Thyroid hormones should not be routinely offered to adults with a mildly underactive thyroid gland – known as subclinical hypothyroidism – a panel of international experts has warned.
Their recommendation, published in the British Medical Journal, was based on new evidence that it does not improve quality of life or symptoms including low mood and fatigue.
“For adults with SCH, thyroid hormones consistently demonstrate no clinically relevant benefits”
Subclinical hypothyroidism (SCH), detected by a blood test, occurs when the thyroid stimulating hormone (TSH) levels in the bloodstream are slightly raised, while the level of thyroid hormone remains normal.
It affects up to 5% of the adult population, but 10-15% of older people.
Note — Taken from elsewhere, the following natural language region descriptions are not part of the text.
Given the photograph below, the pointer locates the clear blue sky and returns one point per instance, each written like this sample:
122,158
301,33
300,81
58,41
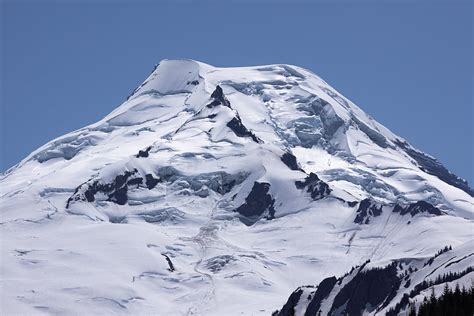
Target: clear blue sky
407,63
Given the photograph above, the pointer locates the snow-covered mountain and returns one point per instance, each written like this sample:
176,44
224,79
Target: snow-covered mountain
219,191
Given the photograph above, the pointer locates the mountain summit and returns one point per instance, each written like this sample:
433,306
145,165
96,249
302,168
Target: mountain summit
219,191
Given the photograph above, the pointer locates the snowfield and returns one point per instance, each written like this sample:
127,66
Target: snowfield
219,191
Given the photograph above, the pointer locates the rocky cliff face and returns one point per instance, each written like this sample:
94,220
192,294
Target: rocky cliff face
220,190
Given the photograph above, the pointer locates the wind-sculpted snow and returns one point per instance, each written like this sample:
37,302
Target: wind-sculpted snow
218,191
379,289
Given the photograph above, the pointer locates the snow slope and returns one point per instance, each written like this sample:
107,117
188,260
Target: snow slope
218,191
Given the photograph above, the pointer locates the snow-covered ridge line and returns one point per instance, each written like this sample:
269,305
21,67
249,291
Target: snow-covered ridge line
209,184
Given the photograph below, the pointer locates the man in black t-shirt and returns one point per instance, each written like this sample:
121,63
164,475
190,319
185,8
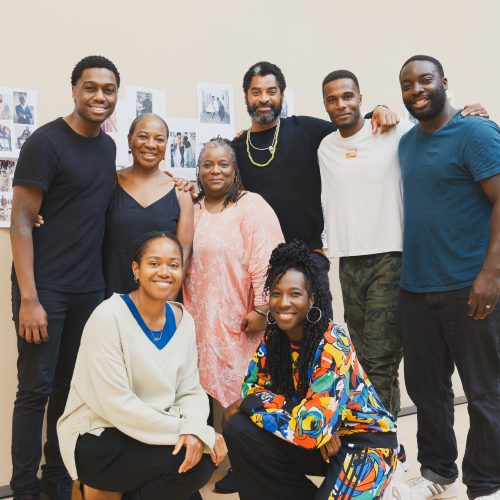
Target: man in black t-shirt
278,158
66,172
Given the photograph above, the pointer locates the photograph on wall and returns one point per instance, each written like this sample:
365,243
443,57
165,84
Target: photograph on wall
182,148
141,100
7,168
215,110
18,118
6,138
6,106
24,107
21,134
117,127
287,108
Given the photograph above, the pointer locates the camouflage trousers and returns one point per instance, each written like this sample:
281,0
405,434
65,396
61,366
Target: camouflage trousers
370,289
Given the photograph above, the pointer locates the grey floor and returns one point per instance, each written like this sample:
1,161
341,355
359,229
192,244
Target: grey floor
407,430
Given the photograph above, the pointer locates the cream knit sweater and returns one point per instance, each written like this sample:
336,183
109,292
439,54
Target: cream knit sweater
122,380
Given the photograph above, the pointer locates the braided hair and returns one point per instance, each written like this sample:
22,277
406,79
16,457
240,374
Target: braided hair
234,193
294,255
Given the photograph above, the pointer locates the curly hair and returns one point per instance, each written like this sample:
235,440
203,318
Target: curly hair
293,255
93,62
234,193
264,68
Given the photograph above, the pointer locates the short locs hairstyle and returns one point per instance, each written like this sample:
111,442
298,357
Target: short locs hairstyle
337,75
136,121
420,57
264,68
93,62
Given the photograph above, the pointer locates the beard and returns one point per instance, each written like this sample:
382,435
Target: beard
437,103
268,116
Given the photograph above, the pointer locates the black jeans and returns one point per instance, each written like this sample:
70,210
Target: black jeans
114,461
269,468
44,374
437,335
323,265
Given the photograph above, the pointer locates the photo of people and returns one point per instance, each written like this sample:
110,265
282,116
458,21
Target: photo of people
215,111
110,125
144,103
215,107
7,168
5,105
21,133
182,148
142,100
23,109
5,137
287,108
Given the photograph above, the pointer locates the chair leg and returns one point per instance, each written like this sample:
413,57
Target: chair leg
76,490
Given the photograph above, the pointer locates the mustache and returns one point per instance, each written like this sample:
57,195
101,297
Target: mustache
269,105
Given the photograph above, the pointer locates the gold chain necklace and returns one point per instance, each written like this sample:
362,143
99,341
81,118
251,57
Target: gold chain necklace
272,148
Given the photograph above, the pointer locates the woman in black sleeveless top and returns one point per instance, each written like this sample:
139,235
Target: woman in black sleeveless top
145,200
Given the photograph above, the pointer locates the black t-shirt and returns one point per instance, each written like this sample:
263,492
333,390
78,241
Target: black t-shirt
78,176
291,183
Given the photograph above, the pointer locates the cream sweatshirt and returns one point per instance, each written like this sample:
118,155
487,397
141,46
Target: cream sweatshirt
122,380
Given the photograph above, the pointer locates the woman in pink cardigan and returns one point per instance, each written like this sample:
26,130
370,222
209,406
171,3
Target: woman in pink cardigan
235,233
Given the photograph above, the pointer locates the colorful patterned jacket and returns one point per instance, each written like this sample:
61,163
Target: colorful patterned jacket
340,399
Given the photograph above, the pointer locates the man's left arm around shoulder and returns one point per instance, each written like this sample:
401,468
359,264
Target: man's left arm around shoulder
485,290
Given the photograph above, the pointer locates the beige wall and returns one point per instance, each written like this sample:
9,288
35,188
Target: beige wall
172,45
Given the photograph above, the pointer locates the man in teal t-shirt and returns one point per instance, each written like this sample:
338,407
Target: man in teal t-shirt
450,281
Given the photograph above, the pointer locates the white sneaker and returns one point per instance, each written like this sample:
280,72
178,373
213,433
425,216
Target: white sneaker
492,496
421,488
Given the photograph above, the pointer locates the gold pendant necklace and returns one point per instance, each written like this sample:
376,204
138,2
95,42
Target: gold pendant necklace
272,148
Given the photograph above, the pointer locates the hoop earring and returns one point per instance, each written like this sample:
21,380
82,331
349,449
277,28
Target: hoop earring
269,318
319,317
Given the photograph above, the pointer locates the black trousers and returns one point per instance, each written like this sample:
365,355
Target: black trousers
437,335
116,462
269,468
44,374
323,265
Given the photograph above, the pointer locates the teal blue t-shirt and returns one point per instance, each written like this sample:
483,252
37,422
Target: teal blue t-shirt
446,213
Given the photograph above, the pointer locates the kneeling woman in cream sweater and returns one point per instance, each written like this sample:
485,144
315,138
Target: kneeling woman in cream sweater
135,420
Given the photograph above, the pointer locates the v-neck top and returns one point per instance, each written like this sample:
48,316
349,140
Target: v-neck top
158,338
127,220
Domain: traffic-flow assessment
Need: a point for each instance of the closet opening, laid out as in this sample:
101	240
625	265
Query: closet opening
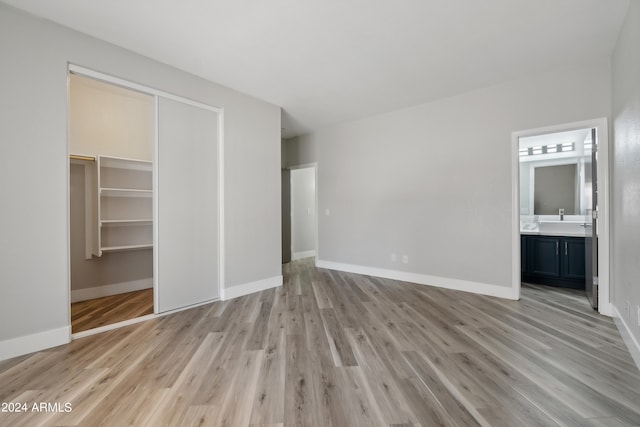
111	147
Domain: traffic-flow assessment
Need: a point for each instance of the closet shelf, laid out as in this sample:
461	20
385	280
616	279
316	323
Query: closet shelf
126	247
140	221
122	163
125	192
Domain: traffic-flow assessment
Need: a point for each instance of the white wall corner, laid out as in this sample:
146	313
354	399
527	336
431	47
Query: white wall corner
35	342
627	336
506	292
249	288
108	290
300	255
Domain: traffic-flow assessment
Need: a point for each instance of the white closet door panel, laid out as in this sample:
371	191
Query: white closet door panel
187	205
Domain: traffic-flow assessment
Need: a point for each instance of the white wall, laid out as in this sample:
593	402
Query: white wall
625	283
34	259
434	181
303	212
110	121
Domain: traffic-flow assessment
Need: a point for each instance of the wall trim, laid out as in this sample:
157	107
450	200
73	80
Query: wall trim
424	279
108	290
306	254
249	288
629	339
35	342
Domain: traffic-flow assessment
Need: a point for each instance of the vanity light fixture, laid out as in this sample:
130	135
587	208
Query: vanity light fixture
547	149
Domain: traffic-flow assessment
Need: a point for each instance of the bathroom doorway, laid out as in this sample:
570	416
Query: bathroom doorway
561	230
300	209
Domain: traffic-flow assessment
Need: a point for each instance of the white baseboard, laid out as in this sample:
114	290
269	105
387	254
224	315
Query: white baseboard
628	337
249	288
423	279
34	342
305	254
108	290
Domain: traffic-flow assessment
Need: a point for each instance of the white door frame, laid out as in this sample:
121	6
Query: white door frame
87	72
602	133
315	169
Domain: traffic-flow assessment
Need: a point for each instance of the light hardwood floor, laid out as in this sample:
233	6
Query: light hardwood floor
98	312
337	349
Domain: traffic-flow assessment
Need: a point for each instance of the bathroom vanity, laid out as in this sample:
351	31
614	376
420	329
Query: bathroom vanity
554	254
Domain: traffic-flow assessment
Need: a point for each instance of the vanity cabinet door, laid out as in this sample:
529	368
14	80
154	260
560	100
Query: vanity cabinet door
573	261
544	256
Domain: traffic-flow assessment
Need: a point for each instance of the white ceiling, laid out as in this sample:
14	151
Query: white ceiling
327	61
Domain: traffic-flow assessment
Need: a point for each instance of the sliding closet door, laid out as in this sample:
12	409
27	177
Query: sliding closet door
187	245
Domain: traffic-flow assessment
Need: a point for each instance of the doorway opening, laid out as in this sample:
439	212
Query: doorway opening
561	199
111	146
299	213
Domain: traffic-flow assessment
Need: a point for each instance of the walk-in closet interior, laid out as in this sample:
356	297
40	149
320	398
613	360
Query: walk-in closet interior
111	143
145	178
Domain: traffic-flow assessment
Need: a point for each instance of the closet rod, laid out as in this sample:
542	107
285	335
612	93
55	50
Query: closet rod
79	157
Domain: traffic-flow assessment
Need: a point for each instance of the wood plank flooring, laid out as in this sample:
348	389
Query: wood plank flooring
338	349
98	312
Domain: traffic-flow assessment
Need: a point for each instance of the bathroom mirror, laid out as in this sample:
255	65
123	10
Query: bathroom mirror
555	187
552	173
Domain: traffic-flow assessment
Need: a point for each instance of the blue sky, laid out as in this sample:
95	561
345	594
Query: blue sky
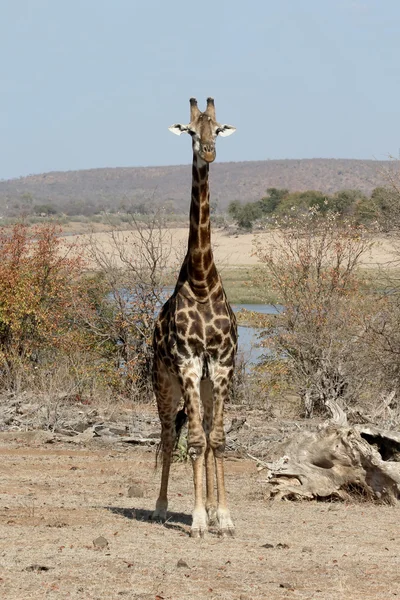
96	83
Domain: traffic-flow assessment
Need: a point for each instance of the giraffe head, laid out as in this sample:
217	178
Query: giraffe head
203	129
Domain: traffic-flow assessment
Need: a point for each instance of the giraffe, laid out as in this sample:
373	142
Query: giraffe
195	343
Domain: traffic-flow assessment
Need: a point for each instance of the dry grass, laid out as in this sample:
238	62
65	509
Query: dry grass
56	499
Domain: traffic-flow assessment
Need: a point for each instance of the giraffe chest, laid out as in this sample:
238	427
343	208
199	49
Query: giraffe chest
189	331
210	330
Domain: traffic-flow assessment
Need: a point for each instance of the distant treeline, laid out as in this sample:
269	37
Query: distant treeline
381	207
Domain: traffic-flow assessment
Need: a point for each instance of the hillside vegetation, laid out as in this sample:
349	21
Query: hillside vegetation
90	191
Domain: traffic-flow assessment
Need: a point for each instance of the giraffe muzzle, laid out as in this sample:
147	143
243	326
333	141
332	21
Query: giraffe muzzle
207	152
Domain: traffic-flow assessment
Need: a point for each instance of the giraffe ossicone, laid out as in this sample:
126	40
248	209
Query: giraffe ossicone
195	343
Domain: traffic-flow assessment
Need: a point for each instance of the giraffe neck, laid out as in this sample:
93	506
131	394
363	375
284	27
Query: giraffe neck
199	268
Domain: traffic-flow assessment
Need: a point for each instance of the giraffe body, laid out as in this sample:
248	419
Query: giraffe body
195	342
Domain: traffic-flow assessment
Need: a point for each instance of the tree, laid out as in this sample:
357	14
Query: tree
270	203
38	281
121	300
312	265
244	214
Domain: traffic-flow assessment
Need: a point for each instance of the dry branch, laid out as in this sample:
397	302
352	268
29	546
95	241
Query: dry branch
336	462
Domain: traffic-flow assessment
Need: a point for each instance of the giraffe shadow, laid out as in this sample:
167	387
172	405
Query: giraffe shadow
176	520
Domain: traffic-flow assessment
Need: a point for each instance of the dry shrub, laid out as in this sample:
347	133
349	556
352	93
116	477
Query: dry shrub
316	340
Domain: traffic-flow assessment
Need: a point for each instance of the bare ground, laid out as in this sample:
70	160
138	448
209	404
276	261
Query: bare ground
58	495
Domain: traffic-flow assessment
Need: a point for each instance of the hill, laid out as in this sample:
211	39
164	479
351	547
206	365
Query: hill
88	191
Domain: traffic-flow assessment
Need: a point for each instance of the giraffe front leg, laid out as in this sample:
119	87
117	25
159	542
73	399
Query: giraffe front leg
217	442
207	401
196	448
160	512
168	396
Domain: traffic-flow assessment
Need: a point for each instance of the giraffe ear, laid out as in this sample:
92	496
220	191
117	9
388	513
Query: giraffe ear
225	130
178	129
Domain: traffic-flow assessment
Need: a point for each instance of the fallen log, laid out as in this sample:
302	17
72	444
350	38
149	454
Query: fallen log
338	462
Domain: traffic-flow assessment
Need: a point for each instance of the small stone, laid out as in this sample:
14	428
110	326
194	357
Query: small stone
135	491
182	563
287	586
100	542
37	568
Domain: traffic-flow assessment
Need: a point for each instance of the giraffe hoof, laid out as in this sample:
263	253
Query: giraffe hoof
227	532
212	516
197	533
158	516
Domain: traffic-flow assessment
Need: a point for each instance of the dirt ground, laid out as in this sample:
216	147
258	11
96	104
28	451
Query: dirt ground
58	496
235	250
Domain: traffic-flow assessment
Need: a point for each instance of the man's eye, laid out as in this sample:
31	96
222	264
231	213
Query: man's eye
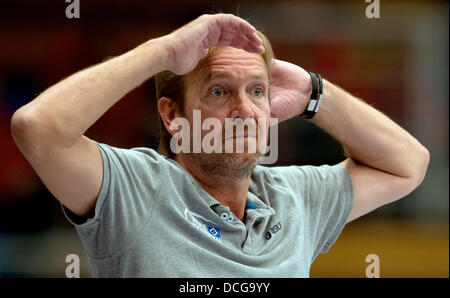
258	92
217	92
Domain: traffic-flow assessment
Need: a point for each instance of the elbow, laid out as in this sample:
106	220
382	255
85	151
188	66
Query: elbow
26	130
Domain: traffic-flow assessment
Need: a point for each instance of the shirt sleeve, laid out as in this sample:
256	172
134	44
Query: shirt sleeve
327	196
130	188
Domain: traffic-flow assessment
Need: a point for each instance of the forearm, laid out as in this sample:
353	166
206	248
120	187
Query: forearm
368	135
63	113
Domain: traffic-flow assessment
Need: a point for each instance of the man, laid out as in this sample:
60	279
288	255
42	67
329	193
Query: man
143	214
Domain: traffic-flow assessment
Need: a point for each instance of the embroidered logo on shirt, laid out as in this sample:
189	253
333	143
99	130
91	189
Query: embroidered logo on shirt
214	231
273	230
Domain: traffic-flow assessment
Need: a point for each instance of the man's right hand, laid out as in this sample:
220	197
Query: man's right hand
186	46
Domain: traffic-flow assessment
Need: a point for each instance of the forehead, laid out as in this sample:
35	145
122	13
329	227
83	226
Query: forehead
231	62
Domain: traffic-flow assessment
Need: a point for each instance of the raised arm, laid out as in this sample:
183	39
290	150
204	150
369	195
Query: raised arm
49	130
384	161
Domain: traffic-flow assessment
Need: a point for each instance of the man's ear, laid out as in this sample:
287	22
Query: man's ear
168	111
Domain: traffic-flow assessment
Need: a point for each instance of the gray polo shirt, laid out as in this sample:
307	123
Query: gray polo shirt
152	219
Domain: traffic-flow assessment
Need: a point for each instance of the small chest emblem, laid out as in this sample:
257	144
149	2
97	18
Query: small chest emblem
214	231
273	230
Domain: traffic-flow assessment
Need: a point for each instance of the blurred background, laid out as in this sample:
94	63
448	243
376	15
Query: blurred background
398	63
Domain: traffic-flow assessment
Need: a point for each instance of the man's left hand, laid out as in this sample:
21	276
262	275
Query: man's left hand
290	90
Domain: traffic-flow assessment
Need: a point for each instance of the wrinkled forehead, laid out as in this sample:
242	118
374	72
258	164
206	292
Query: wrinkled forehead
230	62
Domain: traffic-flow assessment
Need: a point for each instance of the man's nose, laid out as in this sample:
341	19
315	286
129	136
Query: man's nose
242	106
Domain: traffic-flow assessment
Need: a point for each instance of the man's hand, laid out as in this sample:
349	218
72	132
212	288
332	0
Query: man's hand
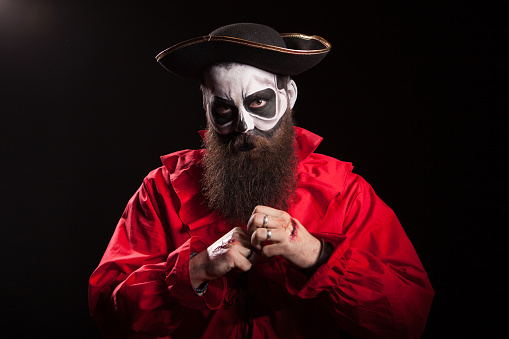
231	251
275	232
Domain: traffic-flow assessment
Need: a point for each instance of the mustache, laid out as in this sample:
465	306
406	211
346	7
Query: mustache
242	142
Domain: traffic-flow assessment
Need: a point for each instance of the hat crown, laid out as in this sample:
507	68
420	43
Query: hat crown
252	32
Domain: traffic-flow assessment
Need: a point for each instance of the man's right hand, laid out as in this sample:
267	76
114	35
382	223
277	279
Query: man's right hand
228	253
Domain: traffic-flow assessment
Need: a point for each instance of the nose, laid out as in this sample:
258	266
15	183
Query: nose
245	122
242	126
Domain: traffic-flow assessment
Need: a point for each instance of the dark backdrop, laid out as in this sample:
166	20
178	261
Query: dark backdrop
414	95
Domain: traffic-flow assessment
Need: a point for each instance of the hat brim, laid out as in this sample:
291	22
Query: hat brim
188	58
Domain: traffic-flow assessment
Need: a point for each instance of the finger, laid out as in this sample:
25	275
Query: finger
273	250
266	234
259	220
240	260
271	212
242	236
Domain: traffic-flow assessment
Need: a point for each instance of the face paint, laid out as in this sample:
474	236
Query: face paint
241	98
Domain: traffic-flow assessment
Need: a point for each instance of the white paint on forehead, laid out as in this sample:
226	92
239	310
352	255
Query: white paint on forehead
234	82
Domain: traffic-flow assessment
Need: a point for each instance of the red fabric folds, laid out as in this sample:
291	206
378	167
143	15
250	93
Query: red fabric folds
372	286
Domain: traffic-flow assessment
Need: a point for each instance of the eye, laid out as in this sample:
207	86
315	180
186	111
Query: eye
223	109
257	103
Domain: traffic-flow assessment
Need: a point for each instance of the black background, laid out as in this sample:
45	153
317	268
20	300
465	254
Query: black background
414	95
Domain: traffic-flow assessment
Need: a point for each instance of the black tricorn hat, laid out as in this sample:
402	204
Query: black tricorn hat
246	43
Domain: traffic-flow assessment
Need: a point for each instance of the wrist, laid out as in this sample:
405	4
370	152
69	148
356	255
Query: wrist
197	274
326	250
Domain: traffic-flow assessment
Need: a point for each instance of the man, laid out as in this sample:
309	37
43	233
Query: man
256	236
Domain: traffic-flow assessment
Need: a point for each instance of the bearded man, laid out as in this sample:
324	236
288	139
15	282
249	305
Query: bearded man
256	236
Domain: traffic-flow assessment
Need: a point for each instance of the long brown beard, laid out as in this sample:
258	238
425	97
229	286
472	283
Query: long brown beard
236	179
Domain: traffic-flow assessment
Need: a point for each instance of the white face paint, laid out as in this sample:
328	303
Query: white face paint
238	97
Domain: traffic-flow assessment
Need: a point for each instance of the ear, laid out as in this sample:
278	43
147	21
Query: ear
292	92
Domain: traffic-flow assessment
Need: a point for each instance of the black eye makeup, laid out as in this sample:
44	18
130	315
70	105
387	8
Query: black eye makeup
223	111
262	103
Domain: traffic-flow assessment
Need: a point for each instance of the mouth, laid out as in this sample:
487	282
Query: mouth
246	147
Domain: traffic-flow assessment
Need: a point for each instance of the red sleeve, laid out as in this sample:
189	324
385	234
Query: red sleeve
374	281
142	283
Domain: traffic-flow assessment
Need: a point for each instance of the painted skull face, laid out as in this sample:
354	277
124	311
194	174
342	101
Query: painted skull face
240	98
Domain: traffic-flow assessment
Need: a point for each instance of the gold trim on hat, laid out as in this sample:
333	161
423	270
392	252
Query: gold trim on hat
208	38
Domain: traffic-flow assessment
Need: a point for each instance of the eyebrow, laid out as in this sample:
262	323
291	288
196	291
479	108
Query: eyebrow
265	94
223	100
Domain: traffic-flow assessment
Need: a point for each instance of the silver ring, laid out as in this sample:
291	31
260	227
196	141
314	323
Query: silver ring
265	220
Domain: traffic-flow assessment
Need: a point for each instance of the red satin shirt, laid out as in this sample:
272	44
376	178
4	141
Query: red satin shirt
373	285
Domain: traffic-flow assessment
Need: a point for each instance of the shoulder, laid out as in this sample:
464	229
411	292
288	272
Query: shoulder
174	165
328	171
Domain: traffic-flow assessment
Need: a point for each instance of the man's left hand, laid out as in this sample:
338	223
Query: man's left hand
275	232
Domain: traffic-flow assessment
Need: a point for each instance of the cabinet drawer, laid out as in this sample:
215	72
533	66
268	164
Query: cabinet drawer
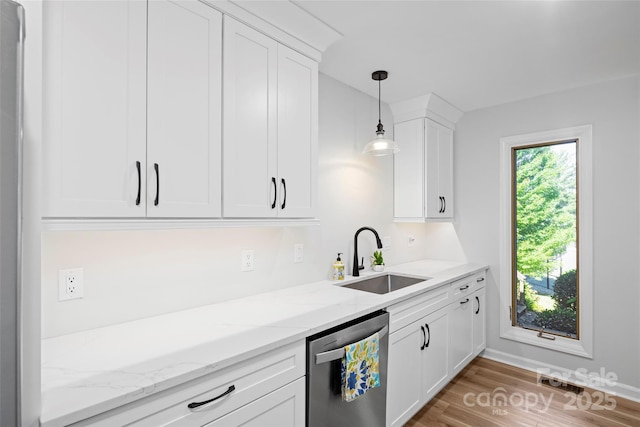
251	380
480	279
462	287
406	312
284	407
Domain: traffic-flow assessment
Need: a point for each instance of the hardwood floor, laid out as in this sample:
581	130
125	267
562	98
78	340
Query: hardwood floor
488	393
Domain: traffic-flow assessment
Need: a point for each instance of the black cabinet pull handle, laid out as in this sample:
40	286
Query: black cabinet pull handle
426	325
193	405
284	188
275	192
157	169
139	183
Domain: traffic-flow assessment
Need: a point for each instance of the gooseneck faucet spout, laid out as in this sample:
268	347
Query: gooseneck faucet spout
356	267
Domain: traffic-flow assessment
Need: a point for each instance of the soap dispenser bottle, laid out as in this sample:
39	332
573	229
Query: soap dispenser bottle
338	269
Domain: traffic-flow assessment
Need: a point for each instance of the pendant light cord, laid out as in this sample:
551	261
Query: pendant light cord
379	113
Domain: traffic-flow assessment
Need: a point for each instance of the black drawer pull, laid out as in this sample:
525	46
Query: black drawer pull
284	188
426	325
157	169
194	405
139	183
275	192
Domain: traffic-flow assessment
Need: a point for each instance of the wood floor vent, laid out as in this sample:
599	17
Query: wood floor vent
562	385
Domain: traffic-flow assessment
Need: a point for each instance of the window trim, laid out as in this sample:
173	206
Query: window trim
582	346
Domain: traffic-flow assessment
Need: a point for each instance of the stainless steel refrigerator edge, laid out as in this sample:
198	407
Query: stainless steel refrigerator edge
11	73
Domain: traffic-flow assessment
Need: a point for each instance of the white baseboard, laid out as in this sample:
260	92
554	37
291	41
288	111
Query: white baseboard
578	377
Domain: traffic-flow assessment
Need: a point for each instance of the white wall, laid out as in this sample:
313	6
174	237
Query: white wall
613	109
135	274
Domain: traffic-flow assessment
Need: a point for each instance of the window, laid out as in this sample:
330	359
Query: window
546	247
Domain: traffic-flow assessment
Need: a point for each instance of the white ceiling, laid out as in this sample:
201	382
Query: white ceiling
476	54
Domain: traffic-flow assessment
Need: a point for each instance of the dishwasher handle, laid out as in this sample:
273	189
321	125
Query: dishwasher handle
338	353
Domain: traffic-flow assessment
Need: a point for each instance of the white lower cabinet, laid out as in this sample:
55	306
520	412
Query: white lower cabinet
446	331
404	374
284	407
461	339
418	365
267	390
479	321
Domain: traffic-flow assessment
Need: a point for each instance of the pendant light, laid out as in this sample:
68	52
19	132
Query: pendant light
380	146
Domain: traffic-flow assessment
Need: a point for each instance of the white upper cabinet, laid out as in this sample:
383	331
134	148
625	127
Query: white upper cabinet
94	94
132	112
297	133
423	169
270	127
184	110
250	122
408	170
439	170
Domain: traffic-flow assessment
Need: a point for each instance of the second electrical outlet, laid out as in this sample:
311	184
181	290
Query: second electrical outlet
247	260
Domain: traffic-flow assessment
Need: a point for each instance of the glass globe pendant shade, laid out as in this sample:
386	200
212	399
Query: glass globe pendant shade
381	146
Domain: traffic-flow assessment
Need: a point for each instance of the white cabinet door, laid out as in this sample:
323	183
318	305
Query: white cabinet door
284	407
250	96
479	321
423	171
408	176
439	170
435	358
184	109
461	337
297	134
94	94
405	372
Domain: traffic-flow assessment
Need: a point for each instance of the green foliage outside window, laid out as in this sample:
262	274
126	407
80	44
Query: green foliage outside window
545	208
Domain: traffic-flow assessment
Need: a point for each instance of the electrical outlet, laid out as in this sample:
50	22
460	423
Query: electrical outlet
70	284
247	260
298	252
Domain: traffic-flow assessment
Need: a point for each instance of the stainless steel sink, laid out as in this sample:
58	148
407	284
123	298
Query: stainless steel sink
384	284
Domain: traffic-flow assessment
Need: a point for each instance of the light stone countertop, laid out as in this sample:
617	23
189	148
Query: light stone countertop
90	372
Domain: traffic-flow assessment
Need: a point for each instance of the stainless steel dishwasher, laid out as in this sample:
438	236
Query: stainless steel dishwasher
325	350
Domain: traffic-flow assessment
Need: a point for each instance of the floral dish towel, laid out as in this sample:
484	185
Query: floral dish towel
360	368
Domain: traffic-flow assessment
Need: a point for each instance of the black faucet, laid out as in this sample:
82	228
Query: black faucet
356	267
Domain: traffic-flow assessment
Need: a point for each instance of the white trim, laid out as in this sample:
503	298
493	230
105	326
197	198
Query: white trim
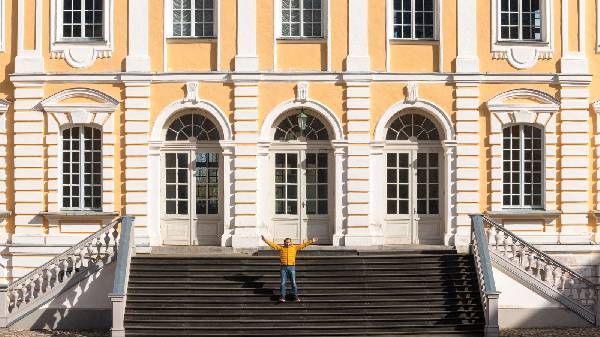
525	54
3	23
157	134
80	53
266	131
104	103
439	117
169	22
541	112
While some have no symptoms, others can show mild signs of fatigue, low mood and weight gain.
About 25% of UK adults have thyroid function tests every year and guidelines tend to recommend hormones for those with TSH levels above 10 mIU/L – a normal TSH level is 0.4 to 4.0 mIU/L.
The authors of the new article highlighted that research showed that hormone treatment for SCH had doubled from 1996 to 2006.
As a result, they developed guidance using a recent a systematic review of 21 trials and about 2,200 patients comparing thyroid hormone treatment with no treatment or placebo in adults with SCH.
The panel made a “strong” recommendation against thyroid hormones for almost all adults with SCH, because there were no benefits from treatment on fatigue, low mood, weight gain or any other outcomes that were tested.
In addition, they noted that taking a pill and attending lifelong check-ups was burdensome and they could not rule out the possibility of associated harms.
While they did not take costs and resources into account beyond direct costs to patients, they also warned that thyroid hormones could not be cost effective.
The recommendation does not apply to women who are trying to become pregnant or patients with particularly high TSH levels – above 20 mIU/L.
It may also not apply to patients with severe symptoms or some aged under 30, they noted.
They stated: “For adults with SCH, thyroid hormones consistently demonstrate no clinically relevant benefits for quality of life or thyroid related symptoms, including depressive symptoms, fatigue, and body mass index (moderate to high quality evidence).
“Thyroid hormones may have little or no effect on cardiovascular events or mortality (low quality evidence), but harms were measured in only one trial with few events at two years’ follow-up,” they added.
They called for future research to explore whether there was an unidentified group of patients who might benefit from treatment.
However, in the meantime, they said their recommendation, if introduction, “may substantially alter prescribing trends”.